This does asynchronous message sending. It delivers the message `foo(b,c)`
to the object designated by aP eventually, eventually causing that object
-- the callee -- to gain control. But the caller proceeds now without any
interleaving of control by others. Since the caller proceeds immediately,
dP cannot yet provide access to what the callee will return. But it still
designates that value, whatever it will be. A designator whose designation
is not yet determined is a promise. If the callee eventually returns an
int, then dP is already a promise for that int, though neither it nor we
know that yet.

Since we're only sending a message to the callee eventually and not waiting
for it to respond, we don't much care whether it is local or remote.

In a communicating event loop system, such asynchronous message sending has
a strong side effect contract with the opposite pros and cons.

* pros: The caller executes to completion without possibility of
interference from the callee.
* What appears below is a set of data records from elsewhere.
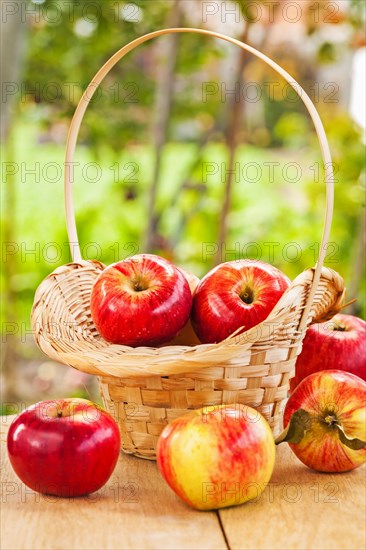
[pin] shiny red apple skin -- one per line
(336, 344)
(217, 456)
(141, 301)
(218, 309)
(187, 336)
(69, 455)
(325, 393)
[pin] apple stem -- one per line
(300, 423)
(330, 419)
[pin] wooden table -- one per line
(300, 509)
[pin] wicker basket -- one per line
(145, 388)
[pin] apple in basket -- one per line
(325, 420)
(141, 301)
(65, 447)
(235, 294)
(187, 336)
(217, 456)
(336, 344)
Any delicate state the caller was in the
midst of manipulating is unperturbed, and the caller can complete its
manipulation, confident that its invariants were not disrupted. Likewise,
the callee receives the message in an empty stack state, in which all
previous turns have presumably restored all heap invariants. This is a
robust situation from which to start running.
* cons: Between the caller requesting and the callee receiving, and
arbitrary number of previously queued turns may run in the meantime,
changing the world from the one in which the caller decided to send the
message. By the time it arrives, it may no longer be relevant or
appropriate.


## Step 3

Ok, so we can `.` on local objects like `a`, and we can `!` on local or
remote objects like aP. What about dP? It also designates something, but
that something is separated from us in time, not (necessarily) in space. No
matter! Asynchrony handles that too. If aP is remote, the message gets
queued on the event-loop hosting the object aP designates. If dP is
pending, the message gets queued in dP itself. Once dP knows what it
designates, it forwards all these queued messages to that target using `!`.